Unfortunately, by the end of the Middle Ages it came to be seen as a method that should be restricted to the spiritually elite. As time passed, even monastics lost the simplicity of sacred reading as it was replaced by more complicated systems and forms of “mental prayer.”

In re-cent decades, however, this ancient practice has been revitalized, especially by those in the Cistercian tradition. Writers like Thomas Merton (Contemplative Prayer, New Seeds of Contemplation, Spiritual Direction & Meditation), Thomas Keating (Intimacy with God, Open Mind, Open Heart), Michael Casey (Sacred Read-ing, Toward God, The Undivided Heart), and Thelma Hall (Too Deep for Words) have been promoting sacred reading in Catholic circles, and Protestants are now being exposed to this approach as well. Lectio divina involves a progression through the four movements of reading, meditation, prayer, and contemplation. (Online source)

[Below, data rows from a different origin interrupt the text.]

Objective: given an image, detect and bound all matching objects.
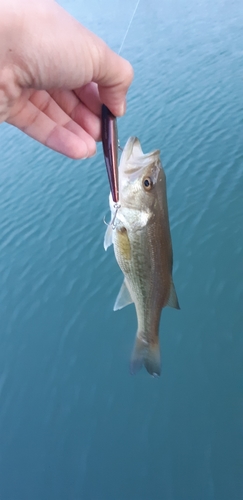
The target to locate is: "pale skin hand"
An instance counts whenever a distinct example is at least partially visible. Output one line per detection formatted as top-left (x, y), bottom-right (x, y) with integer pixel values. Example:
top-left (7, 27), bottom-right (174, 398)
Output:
top-left (0, 0), bottom-right (133, 159)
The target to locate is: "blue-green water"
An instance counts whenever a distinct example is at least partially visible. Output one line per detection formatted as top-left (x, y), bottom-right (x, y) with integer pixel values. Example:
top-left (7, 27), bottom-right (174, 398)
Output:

Please know that the quotes that Gilley uses below in his article come from Boa’s book The Trinity, a Journal:

Lectio Divina

This is Latin for “holy reading,” and is increasingly becoming a popular method of contemplative “Bible reading” in mystical and emergent circles… Ken Boa, another promoter of mystical Christianity, explains that lectio divina involves four movements:

Reading (Lectio)

“Since lectio divina engages the whole person, your bodily posture is important. A seated position that is erect but not tense or slouched is best…. Remember that unlike ordinary reading, in lectio you are seeking to be shaped by the Word more than informed by the Word”

Meditation (Meditatio)

“Meditation is a spiritual work of holy desire and an interior invitation for the Spirit to pray and speak within us (Romans 8:26-27)…Meditation will do you little good if you try to control the outcome.” Incorporating the Spiritual Exercises of Ignatius of Loyola is recommended for meditation.

Prayer (Oratio)

Boa informs us that “Oratio [Prayer] is a time for participation in the interpenetrating subjectivity of the Trinity through prolonged mutual presence and growing identification with the life of Christ.”

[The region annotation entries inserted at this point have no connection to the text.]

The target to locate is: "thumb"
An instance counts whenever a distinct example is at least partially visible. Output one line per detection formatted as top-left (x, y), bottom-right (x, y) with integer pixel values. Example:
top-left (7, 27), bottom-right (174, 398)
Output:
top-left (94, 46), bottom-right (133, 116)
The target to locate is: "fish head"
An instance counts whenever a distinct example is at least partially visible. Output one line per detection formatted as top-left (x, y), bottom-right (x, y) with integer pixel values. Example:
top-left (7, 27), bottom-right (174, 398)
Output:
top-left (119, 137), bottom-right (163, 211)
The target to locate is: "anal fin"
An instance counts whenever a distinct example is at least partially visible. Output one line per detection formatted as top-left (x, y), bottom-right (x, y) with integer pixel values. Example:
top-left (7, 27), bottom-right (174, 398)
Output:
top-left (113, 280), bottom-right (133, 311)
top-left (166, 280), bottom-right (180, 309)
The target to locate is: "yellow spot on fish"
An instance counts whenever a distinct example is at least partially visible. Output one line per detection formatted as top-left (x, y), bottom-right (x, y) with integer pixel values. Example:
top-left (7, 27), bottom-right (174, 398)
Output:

Contemplation (Contemplatio)

To the uninitiated, contemplation often is confused with meditation but they are not the same. In ordinary circles meditation describes deep thinking and analyzing with a rational mind and some may use contemplation as a synonym for this activity. But contemplation in mystical circles “is a theological grace that cannot be reduced to logical, psychological, or aesthetic categories…It is best for us to stop talking and ‘listen to Him’ in simple and loving attentiveness. In this strange and holy land we must remove the sandals of our ideas, constructs and inclinations, and quietly listen for the voice of God.”

So as we can see from Dr. Ken Boa, himself a teacher and pratitioner of this spurious spiritual discipline, Lectio Divina was developed as a “monastic practice” of apostate Roman Catholicism and as Gilley points out it also involves the so-called “Christian” meditation of Contemplative/Centering Prayer.

And this is confirmed by no less an authority than the late Roman Catholic monk and “Spiritual Master” Basil Pennington who explains in his book Lectio Divina:

For the past twenty-five years we have been sharing Centering Prayer in all parts of the world. In all our prayer workshops we have always included lectio. For the monk and nun, lectio and contemplation, Centering Prayer, are all part of one reality. (ix)

Men and women, the fact is Lectio Divina was not taught or practiced by Jesus Christ and His Apostles, it was rightly rejected as not in line with Biblical Christianity by the Lord’s Reformers, and therefore because this neo-pagan practice is counter to Sola Scriptura it has no place in the life of the Christian.